Göz göre göre, bile isteye, saklamaya gerek duymadan.
Kendilerine uyguladıkları hak ve özgürlükleri, başkalarınınkinden çaldığı kimsenin aklına gelmiyor.
Varlıklı ve zengin olmak için diğerlerinin varlığı üzerine çöktüklerini kimse görmüyor.
Kendi sağlıkları için binlerce insanı katlediyor, kendi özgürlükleri için milyonlarca insanı kahrediyorlar.
Sahip oldukları iyi sandığımız her şey, birilerinin ekmeğinden, canından, sağlığından, aldığı nefesten, alın teriyle kazandığı her bir kuruştan ibaret.
Kendini onlardan koruyamayanların sahip olduklarıyla, zengin ve güçlü oluyorlar.
Gücünü güçsüzden alan asalaklar gibiler.
Suriye’de, Irak’ta, Afganistan’da, Afrika’da, dünyanın birçok yerinde, milyonlarca insanın sırtından zenginleşmeye, güç devşirmeye, kendi düzenleri bozulmasın diye başka düzenleri alt üst etmeye devam ediyorlar.
Ukrayna’da olduğu gibi.
Olan yine masumlara, savaştan kaçmaya çalışan kadın ve çocuklara, yurtlarını yuvalarını terk etmek zorunda bırakılan, dünyaya hiç bir kötülüğü olmamış insanlara oluyor.

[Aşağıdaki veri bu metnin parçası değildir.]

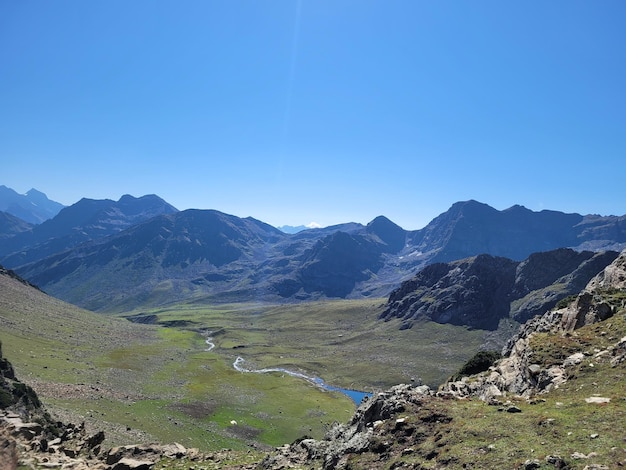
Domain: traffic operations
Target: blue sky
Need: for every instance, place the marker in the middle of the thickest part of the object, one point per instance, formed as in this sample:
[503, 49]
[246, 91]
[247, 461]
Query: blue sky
[317, 110]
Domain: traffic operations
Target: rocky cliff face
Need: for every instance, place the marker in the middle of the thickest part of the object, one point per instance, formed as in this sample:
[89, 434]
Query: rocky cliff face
[480, 291]
[522, 372]
[414, 427]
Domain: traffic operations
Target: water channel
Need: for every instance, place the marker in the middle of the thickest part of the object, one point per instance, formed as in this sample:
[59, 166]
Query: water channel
[356, 396]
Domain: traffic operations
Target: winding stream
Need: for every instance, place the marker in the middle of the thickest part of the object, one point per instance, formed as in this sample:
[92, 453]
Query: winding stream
[356, 395]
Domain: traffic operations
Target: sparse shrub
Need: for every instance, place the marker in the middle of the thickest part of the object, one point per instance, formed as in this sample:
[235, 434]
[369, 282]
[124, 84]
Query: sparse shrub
[6, 398]
[481, 361]
[27, 394]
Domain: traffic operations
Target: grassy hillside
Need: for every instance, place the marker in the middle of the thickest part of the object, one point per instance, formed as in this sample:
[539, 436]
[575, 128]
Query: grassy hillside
[150, 383]
[342, 341]
[143, 382]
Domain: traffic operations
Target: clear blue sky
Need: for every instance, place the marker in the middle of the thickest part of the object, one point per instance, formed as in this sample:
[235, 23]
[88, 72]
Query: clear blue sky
[317, 110]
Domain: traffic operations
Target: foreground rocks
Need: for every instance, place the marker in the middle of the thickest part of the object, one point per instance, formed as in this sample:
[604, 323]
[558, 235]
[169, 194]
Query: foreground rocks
[518, 373]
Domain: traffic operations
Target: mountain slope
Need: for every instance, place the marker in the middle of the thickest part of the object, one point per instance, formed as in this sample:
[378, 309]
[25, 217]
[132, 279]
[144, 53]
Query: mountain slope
[86, 220]
[168, 258]
[33, 207]
[554, 402]
[343, 261]
[11, 225]
[482, 290]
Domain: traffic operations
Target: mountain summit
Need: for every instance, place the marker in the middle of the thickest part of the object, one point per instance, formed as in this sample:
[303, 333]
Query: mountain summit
[33, 207]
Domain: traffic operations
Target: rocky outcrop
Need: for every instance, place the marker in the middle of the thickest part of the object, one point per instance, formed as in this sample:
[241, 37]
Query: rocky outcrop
[520, 373]
[383, 415]
[480, 291]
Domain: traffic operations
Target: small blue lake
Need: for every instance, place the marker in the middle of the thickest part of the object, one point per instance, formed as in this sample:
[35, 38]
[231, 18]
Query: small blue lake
[355, 395]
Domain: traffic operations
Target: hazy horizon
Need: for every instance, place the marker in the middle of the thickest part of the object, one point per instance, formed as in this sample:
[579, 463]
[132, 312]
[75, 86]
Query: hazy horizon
[296, 111]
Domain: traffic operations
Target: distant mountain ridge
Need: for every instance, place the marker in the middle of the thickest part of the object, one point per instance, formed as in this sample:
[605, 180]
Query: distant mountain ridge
[33, 207]
[197, 254]
[11, 225]
[481, 290]
[88, 219]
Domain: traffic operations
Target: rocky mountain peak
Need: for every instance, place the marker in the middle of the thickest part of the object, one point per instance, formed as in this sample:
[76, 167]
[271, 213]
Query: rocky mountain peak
[522, 372]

Batı hep zalimdi hala zalim.
Batı hep sürüngendi, hala sömüren
Batı asla adil değildi, hala değil.
İnsanlık bir gün modernlik adı altında kendilerinden alınanları anlayacak ama o zaman öyle çok masumun canı yanmış olacak ki, ilahi adaletin tecellisi onların gözlerinden akan bir damla yaşla son bulacak.